Weights are brought in, at competitive levels. Strapped on to ankles or wrists as you do lifts and punches, these strengthen abdominal, calve and arm muscles.

A chunk of the work-out is partner work, where you emulate attack and counter-attack techniques in pairs. One of the partners holds foam paddles while the other practises moves; the defence's role is to anticipate and block the attack.

As you progress, you shed the paddles and learn to harden the muscles where you anticipate the attack. "Muay Thai makes your body so strong that if you are hit with an instrument, it should break; not you," says Biki.

You get a taste of this in the meditation phase. One of the exercises is to sit still and maintain eye contact with your opponent. As (s)he starts slapping you, you counter it by guessing which side you'll be struck and tightening the jaw or cheek muscles in response.

"Like yoga," says Biki, "even Muay Thai has a meditation component, but instead of trying to blank out the mind, the intention is to sharpen the senses and awareness." So when you sit in mediation, you don't try to empty your mind; instead, start to focus on your heartbeat, the throbbing of the jugular vein, the various layers of sounds in the environment - traffic, rustling of leaves, etc. You are urged to sense air currents and directions of the breeze. This sharpens the senses, which lead agility and bodily response when you are under attack. Which brings us to an important issue: Even if you don't care about toning up losing weight, Muay Thai can help you just become a b** a**. A few sessions will rig you up with self-defence moves that may not injure an assailant, but will certainly put him or her in an aggressively uncomfortable position. So handy if you commute using the local transport and are used to holding up your arms strategically the minute you leave home.

Self defence moves
- The point of the elbow is an unexpected weapon. If assaulted from the back, jab the elbow into the Adam's apple, or under the chin.

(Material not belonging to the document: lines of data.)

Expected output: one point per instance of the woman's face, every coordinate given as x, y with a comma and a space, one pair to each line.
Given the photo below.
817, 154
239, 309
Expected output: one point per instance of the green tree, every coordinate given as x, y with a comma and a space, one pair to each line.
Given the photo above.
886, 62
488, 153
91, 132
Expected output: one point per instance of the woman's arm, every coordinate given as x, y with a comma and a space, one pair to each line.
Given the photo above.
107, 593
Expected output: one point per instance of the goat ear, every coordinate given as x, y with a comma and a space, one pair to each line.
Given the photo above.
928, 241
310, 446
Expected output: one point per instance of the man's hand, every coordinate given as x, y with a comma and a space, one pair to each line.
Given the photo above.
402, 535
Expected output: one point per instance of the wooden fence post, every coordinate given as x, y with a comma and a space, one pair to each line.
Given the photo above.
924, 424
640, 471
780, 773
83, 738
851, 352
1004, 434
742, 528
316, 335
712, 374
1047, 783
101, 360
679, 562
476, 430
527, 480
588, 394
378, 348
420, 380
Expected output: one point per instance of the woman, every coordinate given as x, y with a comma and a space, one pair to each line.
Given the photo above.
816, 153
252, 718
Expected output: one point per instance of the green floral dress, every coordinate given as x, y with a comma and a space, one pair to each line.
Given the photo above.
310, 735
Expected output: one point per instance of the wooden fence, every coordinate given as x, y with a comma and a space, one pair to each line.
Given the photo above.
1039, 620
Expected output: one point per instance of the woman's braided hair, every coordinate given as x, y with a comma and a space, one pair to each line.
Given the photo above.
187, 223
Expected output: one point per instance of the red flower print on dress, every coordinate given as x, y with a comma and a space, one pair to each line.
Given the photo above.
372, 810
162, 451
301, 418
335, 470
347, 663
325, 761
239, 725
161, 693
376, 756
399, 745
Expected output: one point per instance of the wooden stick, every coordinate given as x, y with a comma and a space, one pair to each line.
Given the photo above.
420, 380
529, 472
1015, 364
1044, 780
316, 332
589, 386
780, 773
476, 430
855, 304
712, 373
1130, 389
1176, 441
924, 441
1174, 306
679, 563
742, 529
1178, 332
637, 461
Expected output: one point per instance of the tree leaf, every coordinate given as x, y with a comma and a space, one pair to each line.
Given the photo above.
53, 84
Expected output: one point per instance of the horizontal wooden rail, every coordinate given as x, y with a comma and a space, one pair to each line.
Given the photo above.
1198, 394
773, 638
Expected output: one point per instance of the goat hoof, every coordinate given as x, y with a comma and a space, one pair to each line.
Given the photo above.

- The shin is vulnerable since it has no protective padding. A sharp kick using the heel of your foot, or a stiletto to this region will make a person stumble.

- If an attacker approaches you face on, give a quick jerk under his/her chin using the palm (fingers turned towards you). The movement should be a swift jerk upwards that will throw him/her off the balance.

- To immobilise an attacking arm, grip it with your index and pointer finger; thumb under wrist. Push down the palm using your own palm with such force that the assailant is forced to bend the elbow. This will lock it into place. For good measure, deliver a kick to the shin.